Next on my agenda was a CONSENT WORKSHOP, which was introduced by Laura Bates, before being led by Susuana Antubam, the National Women’s Officer for NUS. Susuana spoke about the I Heart Consent campaign which she is currently running in universities and colleges, and we had group discussions about the true definition of consent, and the numerous issues surrounding rape culture.

When I was at school (only 6/7 years ago), no-one was talking about the issues of consent in sex education. I learnt about the biology of sex – but that was it. It seems ridiculous that I didn’t know I could say ‘No’, and not have to justify myself. I discussed this with two girls in my group who were studying for their GCSEs, and I spoke to a woman who was attending the workshop so she would be able to give this information to her grand-daughter. The workshop  solidified my belief that women are now feeling brave enough to say ‘no’.
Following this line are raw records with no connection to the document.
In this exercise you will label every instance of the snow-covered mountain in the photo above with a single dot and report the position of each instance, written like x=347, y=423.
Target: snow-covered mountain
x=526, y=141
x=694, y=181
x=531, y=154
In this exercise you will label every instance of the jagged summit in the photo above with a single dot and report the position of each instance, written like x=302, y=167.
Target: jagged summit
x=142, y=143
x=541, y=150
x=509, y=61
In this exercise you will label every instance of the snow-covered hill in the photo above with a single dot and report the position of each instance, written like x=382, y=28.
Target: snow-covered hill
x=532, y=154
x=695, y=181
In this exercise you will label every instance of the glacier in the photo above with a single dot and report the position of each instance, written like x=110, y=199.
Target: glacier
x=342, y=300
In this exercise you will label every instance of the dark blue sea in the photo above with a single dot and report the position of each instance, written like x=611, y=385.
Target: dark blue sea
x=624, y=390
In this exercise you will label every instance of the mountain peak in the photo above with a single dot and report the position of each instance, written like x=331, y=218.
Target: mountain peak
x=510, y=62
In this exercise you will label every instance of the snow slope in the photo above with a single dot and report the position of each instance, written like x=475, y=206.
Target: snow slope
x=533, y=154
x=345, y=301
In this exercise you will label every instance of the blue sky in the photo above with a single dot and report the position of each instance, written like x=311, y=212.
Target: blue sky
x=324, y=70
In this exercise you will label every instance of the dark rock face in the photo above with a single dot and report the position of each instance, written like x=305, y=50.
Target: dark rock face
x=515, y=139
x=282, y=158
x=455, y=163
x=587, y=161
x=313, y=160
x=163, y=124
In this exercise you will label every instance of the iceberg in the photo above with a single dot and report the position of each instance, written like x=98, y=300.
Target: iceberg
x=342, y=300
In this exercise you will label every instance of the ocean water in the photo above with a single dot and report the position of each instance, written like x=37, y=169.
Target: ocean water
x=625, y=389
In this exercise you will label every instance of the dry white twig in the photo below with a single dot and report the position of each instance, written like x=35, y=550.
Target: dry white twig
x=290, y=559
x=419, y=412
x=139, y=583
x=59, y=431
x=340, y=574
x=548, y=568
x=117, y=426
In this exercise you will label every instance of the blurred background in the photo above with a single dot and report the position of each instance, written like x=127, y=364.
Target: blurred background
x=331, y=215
On Sunday 8th March, I awoke with that fiery excitement still burning inside me (and without a hang-over!) and gunned it back to The Southbank. It was International Women’s Day, so everything felt like it had an extra-feminist edge. I went to EMILY DICKINSON: PRESENTED BY POET IN THE CITY, which involved a panel discussion about Dickinson’s poetry, and live readings of selected poems from the glorious Juliet Stevenson. I briefly met with my friend and fellow Belle Jar writer, Juliette, before she went to THE EDUCATION EMERGENCY event and I attended the BEING A MAN talk.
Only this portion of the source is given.